Di tempat lain, Ikhwan Sopa mendapat julukan Master Trainer EDAN. Diberi julukan demikian, karena Ikhwan-lah yang menemukan metode Power Workshop EDAN, sebuah metode pengembangan diri yang dipromosikan ”akan mentransformasi diri Anda menjadi orang yang jauh lebih percaya diri” dan memungkinkan Anda, antara lain, ”membangun suasana kerja yang spartan dan penuh semangat”.
EDAN adalah singkatan dari Energy (energi), Dignity (martabat), Anticipation (antisipasi), dan Nothing to lose (enggak ada ruginya). Saat ini jadwal Ikhwan sudah padat, melakukan road show menggelar training di berbagai kota di seluruh Indonesia.
Berbeda-beda
Para trainer dan penyedia jasa training tersebut berasal dari berbagai latar belakang. Welly dulunya bekerja di perusahaan distributor pita film seluloid. Setelah mengikuti berbagai seminar dan training pengembangan diri, Welly merasa ada perubahan cara berpikir. ”Training-training seperti itu mengubah mindset saya. Saya menjadi termotivasi, dan muncul ide untuk mendirikan jasa training,” kata Welly yang mendirikan BTO tahun 2004.
Sementara Jamil Azzaini adalah alumnus Jurusan Sosial Ekonomi Pertanian Institut Pertanian Bogor (IPB). Setelah lulus tahun 1992, dia sempat bekerja di Lembaga Pengabdian Masyarakat (LPM) IPB dan Dompet Dhuafa Rebublika. Tahun 1995, ia mulai aktif sebagai pembicara publik dengan berbagai tema. ”Waktu itu Indonesia mulai dilanda krisis, dan saya berpendapat krisis terjadi karena masalah SDM. Jadi saya ingin memberikan sumbangsih saya dalam perbaikan SDM ini,” tutur Jamil yang mulai fokus menjadi trainer sejak 1999.
Ikhwan sendiri baru memulai workshop EDAN-nya setahun lalu. Metode dan materi pelatihannya diperoleh dari pengalamannya sendiri selama 18 tahun bekerja di berbagai lingkungan. ”Saya dulu sempat bekerja di Departemen Keuangan, kemudian setelah itu bekerja di sebuah konsultan keuangan.

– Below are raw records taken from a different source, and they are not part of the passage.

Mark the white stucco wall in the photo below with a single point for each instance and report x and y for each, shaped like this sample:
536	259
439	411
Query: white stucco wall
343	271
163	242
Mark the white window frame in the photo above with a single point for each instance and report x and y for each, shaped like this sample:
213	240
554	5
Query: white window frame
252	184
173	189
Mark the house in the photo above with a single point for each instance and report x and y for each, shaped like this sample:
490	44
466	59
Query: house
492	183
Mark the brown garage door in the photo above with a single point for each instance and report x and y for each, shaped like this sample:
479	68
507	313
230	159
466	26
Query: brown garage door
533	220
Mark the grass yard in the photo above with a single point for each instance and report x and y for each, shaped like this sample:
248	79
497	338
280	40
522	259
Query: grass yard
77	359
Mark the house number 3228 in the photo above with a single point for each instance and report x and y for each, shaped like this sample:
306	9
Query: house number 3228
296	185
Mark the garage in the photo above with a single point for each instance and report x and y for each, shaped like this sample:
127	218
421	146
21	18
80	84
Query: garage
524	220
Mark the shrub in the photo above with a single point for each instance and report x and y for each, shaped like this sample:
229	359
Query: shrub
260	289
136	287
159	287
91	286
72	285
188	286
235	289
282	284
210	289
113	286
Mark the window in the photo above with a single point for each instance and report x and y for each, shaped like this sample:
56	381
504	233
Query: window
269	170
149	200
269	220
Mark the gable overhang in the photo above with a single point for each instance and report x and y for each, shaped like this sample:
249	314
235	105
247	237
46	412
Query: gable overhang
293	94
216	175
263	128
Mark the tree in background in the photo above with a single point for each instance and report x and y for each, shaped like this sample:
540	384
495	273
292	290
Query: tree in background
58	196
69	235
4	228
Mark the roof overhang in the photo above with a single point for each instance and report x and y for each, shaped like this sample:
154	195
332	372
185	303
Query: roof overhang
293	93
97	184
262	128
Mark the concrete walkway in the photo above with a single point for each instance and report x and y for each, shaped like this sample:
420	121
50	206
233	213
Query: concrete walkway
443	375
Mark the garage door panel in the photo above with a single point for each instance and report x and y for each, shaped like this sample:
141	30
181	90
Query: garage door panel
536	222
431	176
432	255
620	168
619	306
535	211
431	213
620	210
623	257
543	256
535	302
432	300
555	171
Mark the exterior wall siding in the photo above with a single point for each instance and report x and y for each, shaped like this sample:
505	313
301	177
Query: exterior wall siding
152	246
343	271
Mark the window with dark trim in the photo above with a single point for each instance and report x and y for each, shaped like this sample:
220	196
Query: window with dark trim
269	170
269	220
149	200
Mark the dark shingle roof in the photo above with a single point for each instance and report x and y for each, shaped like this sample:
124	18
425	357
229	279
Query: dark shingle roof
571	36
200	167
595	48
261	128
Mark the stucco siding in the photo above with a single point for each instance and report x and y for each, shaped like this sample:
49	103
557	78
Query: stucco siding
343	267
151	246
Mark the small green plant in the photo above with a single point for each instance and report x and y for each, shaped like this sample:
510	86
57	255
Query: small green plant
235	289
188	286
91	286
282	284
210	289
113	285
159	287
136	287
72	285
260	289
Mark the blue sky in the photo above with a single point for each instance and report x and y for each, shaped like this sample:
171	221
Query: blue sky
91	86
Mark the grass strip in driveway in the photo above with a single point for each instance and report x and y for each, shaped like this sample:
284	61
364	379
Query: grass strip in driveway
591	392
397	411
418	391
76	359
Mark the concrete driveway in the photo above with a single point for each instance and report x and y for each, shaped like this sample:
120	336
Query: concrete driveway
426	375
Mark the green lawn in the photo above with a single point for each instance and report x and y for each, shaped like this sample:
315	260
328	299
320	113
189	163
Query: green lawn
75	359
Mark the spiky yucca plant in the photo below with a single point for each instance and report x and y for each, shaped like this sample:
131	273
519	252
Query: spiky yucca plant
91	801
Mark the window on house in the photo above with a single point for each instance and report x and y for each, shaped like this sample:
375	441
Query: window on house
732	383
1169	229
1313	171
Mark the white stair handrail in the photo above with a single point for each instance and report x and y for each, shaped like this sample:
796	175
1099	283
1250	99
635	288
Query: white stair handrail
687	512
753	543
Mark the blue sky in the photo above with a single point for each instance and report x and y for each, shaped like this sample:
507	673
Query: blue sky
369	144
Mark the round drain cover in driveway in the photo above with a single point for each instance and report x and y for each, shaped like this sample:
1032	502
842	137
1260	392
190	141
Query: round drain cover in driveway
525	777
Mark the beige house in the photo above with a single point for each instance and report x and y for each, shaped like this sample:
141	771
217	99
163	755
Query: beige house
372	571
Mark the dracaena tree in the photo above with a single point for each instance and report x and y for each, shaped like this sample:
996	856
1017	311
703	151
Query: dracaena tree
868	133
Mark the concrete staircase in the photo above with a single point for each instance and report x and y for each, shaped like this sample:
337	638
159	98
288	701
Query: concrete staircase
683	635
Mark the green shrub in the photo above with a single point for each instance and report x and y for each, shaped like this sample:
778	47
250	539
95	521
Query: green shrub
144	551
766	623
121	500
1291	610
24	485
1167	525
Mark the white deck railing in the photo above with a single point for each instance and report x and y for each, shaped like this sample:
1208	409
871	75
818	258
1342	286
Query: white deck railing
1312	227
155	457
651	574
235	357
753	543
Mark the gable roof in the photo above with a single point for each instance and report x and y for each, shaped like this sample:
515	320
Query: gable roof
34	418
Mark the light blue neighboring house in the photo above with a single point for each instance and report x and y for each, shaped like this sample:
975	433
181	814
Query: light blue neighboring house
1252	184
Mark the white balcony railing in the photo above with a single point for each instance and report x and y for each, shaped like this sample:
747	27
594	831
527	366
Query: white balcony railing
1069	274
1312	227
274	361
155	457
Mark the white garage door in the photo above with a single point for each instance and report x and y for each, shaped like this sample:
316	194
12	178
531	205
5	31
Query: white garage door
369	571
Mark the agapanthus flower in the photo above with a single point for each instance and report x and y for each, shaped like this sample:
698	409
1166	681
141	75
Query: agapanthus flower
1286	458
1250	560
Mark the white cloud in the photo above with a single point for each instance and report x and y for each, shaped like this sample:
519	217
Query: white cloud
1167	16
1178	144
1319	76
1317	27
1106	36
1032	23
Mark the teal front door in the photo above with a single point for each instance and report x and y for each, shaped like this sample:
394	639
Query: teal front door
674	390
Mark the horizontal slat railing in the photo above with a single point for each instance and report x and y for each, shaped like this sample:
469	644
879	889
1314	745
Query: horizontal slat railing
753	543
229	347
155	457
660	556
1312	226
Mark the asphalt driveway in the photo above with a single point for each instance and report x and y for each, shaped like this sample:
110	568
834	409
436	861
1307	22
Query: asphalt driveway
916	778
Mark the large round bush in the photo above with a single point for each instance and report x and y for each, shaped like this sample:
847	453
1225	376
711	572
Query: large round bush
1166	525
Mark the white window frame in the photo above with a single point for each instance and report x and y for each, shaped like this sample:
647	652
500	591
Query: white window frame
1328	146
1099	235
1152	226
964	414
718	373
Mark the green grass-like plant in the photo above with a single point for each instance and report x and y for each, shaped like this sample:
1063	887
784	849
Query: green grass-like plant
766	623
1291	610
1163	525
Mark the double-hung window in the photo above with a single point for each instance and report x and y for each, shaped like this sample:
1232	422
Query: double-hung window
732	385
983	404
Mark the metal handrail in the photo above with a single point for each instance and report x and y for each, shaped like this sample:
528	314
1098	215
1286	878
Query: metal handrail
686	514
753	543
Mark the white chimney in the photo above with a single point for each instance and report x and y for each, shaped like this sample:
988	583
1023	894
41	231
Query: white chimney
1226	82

Saya memutuskan meninggalkan semuanya itu karena saya ingin fokus sebagai professional trainer, dan secara nyata saya lebih menyukai bidang ini,” papar lulusan Sekolah Tinggi Akuntansi Negara (STAN) ini.
Dunia memang bergerak supercepat sekarang. Itu yang menyebabkan di beberapa negara maju seperti di Eropa mulai dikenal usaha ”perlambatan” gerakan budaya. Atau kalau di lingkungan dekat kita, kita masih bisa bersyukur, ada nyonya yang menjual gepuk, dalam jumlah yang itu-itu saja—tidak menjadi produk massal—demi keinginan berbagi enaknya masakannya dengan orang lain. Atau penjual mi goreng, dengan tungku arang, yang mengajak orang tidak hanya sekadar nyam-nyam, tapi sabar menanti, bahkan untuk sebuah kenikmatan kecil.